ŞEKER HAMURLU KURABİYE DENEMESİ VE TARÇINLI KURABİYE

   
   Butik ürüler yapan blogları gezerken hep çok heves etmiştim şeker hamurlu kurabiyeler, pastalar , cupcakeler yapmaya. İlk şeker hamurlu pastamı 2 yada 3 sene önce doğumgünüm için kardeşmle birlikte yapmıştık. Neredeyse bütün gün uğraşmıştık ama çok güzel bir görüntü çıktımıştı ortaya , yorgunluğumuza değmişti. Marsmallow şekerlerden yapmıştık şeker hamurunu pembe ve beyaz , ozaman gıda boyası falan yoktu evde. O pastanın resmi bir yerlerde vardı ama bulamadım şimdi , burda sizinle paylaşmak için.

    Her zaman tekrar yapmak istemiştim ama hiç fırsatım olmadı. Ama artık karar verdim zaman buldukça farklı denemeler yapacağım. Bu haftasonu da ilk deneme ile başladım. Bence kurabiyelerim muhteşem oldular.
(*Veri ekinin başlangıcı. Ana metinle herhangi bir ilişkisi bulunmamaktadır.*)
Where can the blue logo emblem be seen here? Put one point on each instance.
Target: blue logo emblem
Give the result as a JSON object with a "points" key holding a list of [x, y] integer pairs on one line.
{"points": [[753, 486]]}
Tabi daha malzemelerim çok kısıtlı henüz iptidai şartlarda denemeler yapıyorum ama zamanla ekipmanlarımı da tamamlayacağım. Hatta almaya başladım bile desenli merdaneler , kurabiye harf baskıları falan.
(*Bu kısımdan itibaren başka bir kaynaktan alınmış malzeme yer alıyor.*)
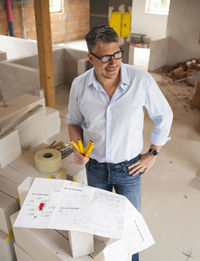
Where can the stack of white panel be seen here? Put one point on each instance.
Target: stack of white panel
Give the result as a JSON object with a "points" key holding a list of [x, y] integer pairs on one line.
{"points": [[23, 167], [17, 107], [32, 131], [8, 206], [53, 122], [43, 244]]}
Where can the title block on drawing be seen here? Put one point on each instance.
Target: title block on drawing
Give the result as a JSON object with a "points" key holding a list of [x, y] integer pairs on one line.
{"points": [[7, 251], [65, 205], [21, 254], [43, 244]]}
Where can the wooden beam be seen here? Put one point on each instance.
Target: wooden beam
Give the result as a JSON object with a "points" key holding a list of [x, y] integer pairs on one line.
{"points": [[43, 29]]}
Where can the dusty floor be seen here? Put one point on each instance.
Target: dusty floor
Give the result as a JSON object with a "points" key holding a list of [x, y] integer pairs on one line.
{"points": [[171, 189]]}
     Kurabiyelerimde memnun kalmadığım tek nokta , tız gıda boyasını şeker hamuruna çok iyi yedirememem oldu . Renkler biraz dalgalı oldu. Ama en kısa zamanda jel gıda boyalarımı alıp onlar ile devam edicem çalışmalarıma.

    Kurabiyelerin tadınında görüntüsü kadar güzel olması gerekiyor kesinlikle , bunun için bu işi çok iyi yaptığını düşündüğüm Müge Hüner'in  tarçınlı kurabiye tarifini kullandım ve kesinlikle pişman olmadım. Tarçını çok sevmememe rağmen bu kurabiyelerden birkaç tane yedim. Ayrıca fırına koyduğunuz andan itibaren eve yayılan koku kesinlikle muhteşem. Sırf bu koku için bile bu kurabiyeler yapılır bence.



TARÇINLI KURABİYE için;

MALZEMELER:
  • 1 Adet Yumurta
  • 150 Gr. Tereyağ yada Margarin 
  • 1 Su Bardağı Un
  • 1 Çay Bardağı Mısır Nişastası
  • 1 Su Bardağı Pudra Şekeri
  • 1 Çay Kaşığı Karbonat
  • 1 Çay Kaşığı Tarçın
  • 1 Limon Kabuğu Rendesi 
YAPILIŞI:
  • Bütün malzemeleri karıştırarak yumuşak bir hamur hazırlıyoruz. Hamur çok cıvık görünecek bu aşamada nişasta oranını biraz arttırabilirsiniz ama un eklemeyin. Dolapta yarım saat dinlendirirseniz kendine geliyor.  Yinede çok sert bir kurabiye hamuru olmasını beklemeyin.
  • Hamura istediğiniz şekli verip önceden ısıtılmış 180 derecelik fırında üzerleri hafif kızarana kadar pişirin.
  • Fırından çıktıklarında dilerseniz bu şekilde servis edebilirsiniz. Çünkü gerçekten çok lezzetli bir kurabiye. Ama şeker hamuru ile süsülemek isterseniz en zevkli aşamaya geldiniz demektir.
  • Kurabiyeler biraz soğuduktan sonra isterseniz aynı kalıplarla isterseniz başka şekillerler , açtığınız şeker hamurunda şekiler keserek süsleyebilirsiniz.
 Bu kurabiyeler ile hem gözünüz hem mideniz bayram edecek :)

AFİYET OLSUN :))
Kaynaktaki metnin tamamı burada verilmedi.